The secondary study outcome measures included the Cutaneous Dermatomyositis Disease Area and Severity Index (CDASI), steroid-sparing effect, safety and tolerability of tofacitinib.2 The results were statistically significant. The mean change in CDASI activity score from baseline to Week 12 was 28 ± 15.4 (baseline) vs. 9.5 ± 8.5 (Week 12), P=0.0005. Additionally, chemokine data on CXCL-9/10 showed a trend toward improvement with treatment, but did not show a statistically significant change from baseline (CXCL9, P=0.09; CXCL10, P=0.06). Myositis autoantibody titers did not show a change in titer after treatment.
“Although this is a pilot study, our investigation demonstrates that, potentially, tofacitinib is a novel therapeutic agent for the treatment of dermatomyositis,” Dr. Paik says. “However, a randomized clinical trial should be completed to confirm our findings.”
Established Drug, New Application
In 2016, tofacitinib, a Janus kinase (JAK) inhibitor, was approved by the U.S. Food and Drug Administration (FDA) to treat rheumatoid arthritis. The FDA approved tofacitinib to treat psoriatic arthritis in 2017 and ulcerative colitis in 2018.
According to Dr. Paik, the overall significance of the STIR study is that tofacitinib had a significant effect on both skin and muscle inflammation in dermatomyositis. All study participants were on tofacitinib alone and not in combination with another agent. When the study began, only four patients were on prednisone, and three of those four patients (75%) were able to taper off all steroids.
Care Implications
Dermatomyositis is a rare and progressive disorder causing muscle weakness and skin rash in most patients. It can also involve multiple body systems, such as the lungs, joints, gut and heart.

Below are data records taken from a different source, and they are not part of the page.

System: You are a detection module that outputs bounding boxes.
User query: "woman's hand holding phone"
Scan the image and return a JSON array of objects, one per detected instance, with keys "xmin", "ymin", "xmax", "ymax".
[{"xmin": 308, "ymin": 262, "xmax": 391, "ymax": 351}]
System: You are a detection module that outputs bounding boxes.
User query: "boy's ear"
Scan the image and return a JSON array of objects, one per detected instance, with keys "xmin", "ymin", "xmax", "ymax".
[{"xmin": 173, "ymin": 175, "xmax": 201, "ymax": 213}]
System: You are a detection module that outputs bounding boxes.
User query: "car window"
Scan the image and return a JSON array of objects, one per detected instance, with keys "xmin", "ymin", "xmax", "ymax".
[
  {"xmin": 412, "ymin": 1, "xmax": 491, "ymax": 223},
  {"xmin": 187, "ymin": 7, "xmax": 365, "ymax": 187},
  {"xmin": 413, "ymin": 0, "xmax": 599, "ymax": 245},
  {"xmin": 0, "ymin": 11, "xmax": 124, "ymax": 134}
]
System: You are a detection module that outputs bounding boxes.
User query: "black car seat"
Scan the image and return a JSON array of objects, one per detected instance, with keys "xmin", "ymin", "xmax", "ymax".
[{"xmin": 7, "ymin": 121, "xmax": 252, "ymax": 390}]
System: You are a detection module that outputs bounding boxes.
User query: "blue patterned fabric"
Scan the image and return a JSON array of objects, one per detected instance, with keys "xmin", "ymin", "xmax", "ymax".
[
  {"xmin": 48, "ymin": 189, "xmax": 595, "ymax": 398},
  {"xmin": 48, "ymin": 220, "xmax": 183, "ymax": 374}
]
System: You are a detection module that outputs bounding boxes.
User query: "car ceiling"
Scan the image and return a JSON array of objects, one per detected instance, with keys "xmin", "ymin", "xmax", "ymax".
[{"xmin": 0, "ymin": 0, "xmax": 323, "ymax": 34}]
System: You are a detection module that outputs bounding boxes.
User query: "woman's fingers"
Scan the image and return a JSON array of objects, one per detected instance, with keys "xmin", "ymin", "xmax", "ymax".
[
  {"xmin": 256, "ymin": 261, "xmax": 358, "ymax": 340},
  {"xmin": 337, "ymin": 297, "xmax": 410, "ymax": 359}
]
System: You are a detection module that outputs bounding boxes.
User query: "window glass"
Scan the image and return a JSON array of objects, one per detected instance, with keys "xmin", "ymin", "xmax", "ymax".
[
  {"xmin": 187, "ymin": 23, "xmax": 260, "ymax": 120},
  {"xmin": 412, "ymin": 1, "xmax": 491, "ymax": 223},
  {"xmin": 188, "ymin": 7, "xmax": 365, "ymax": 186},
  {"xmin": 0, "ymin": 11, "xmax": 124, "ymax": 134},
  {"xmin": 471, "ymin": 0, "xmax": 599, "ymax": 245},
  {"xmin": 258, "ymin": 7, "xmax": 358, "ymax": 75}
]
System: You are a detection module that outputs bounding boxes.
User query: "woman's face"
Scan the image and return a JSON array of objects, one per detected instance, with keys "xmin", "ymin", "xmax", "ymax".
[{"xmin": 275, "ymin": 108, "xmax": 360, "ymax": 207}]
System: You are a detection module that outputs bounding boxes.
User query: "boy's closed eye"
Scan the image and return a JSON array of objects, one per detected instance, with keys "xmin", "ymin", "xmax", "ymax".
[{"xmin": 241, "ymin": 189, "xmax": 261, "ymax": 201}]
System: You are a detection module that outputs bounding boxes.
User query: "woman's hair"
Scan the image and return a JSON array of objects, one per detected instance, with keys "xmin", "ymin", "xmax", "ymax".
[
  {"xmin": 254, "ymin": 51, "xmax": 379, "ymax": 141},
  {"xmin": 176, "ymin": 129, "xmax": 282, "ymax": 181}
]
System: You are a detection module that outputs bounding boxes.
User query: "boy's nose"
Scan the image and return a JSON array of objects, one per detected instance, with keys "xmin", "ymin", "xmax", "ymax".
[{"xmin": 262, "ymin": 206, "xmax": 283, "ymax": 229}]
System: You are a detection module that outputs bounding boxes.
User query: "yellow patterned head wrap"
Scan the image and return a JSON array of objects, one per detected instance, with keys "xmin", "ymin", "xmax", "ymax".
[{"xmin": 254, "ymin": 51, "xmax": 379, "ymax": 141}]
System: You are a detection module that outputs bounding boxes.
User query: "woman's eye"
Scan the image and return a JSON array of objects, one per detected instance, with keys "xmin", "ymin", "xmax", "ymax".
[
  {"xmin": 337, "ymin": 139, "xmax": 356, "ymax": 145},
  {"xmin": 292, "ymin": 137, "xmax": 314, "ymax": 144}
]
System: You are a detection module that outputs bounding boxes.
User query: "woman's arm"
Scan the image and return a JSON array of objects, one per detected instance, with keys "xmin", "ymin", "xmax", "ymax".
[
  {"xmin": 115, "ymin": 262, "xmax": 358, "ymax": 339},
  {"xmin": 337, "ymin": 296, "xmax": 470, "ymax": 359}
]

Currently, the standard therapy for dermatomyositis includes administering corticosteroids, typically with an immunosuppressive agent. But treatment options for refractory dermatomyositis are very limited, Dr. Paik acknowledges.
Although further study of tofacitinib for dermatomyositis is necessary, Dr. Paik says, “Our results seem promising in dermatomyositis. There is no FDA-approved drug for this disease process.”
She says the decision to proceed with a randomized controlled trial is contingent on the completion and final analysis of all data from this pilot study, which are expected next year.
Carina Stanton is a freelance science journalist based in Denver.
References
- Paik JJ, Albayda J, Tiniakou E, et al. Study of tofacitinib in refractory dermatomyositis (STIR): An open label pilot study in refractory dermatomyositis [abstract]. Arthritis Rheumatol. 2018 Oct;70(suppl 10).
- Anyanwu CO, Fiorentino DF, Chung L, et al. Validation of the cutaneous dermatomyositis disease area and severity index: Characterizing disease severity and assessing responsiveness to clinical change [abstract]. Arthritis Rheumatol. 2013 Oct:65.